Final answer:
Therefore, the correct answer is B) 2.24 g.To find the amount of AgCl formed, we calculated the moles of each reactant and identified AgNO₃ as the limiting reactant.
Step-by-step explanation:
To calculate the amount of AgCl precipitate formed when 31.2 mL of 0.500 M AgNO₃ is mixed with 25.0 mL of 0.300 M NH₄Cl, we need to use a stoichiometric calculation based on the balanced chemical equation: AgNO₃(aq) + NH₄Cl(aq) → AgCl(s) + NH₄NO₃(aq).

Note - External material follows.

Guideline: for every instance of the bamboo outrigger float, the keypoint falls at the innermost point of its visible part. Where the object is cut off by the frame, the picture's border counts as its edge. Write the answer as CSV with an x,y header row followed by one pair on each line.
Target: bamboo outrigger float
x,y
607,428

First, we find the moles of AgNO₃ and NH₄Cl:
- Moles of AgNO₃ = Volume (L) × Molarity (mol/L) = 0.0312 L × 0.500 mol/L = 0.0156 mol
- Moles of NH₄Cl = 0.025 L × 0.300 mol/L = 0.0075 mol
Since the reaction is 1:1, AgNO₃ is the limiting reactant. So, all 0.0156 mol of AgNO₃ will react to form an equivalent amount of AgCl.
Finally, we convert the moles of AgCl to grams:
- Mass of AgCl = Moles × Molar Mass = 0.0156 mol × 143.32 g/mol ≈ 2.24 g
- Using stoichiometry, we then converted the moles of AgCl to grams, resulting in 2.24 g of AgCl being formed.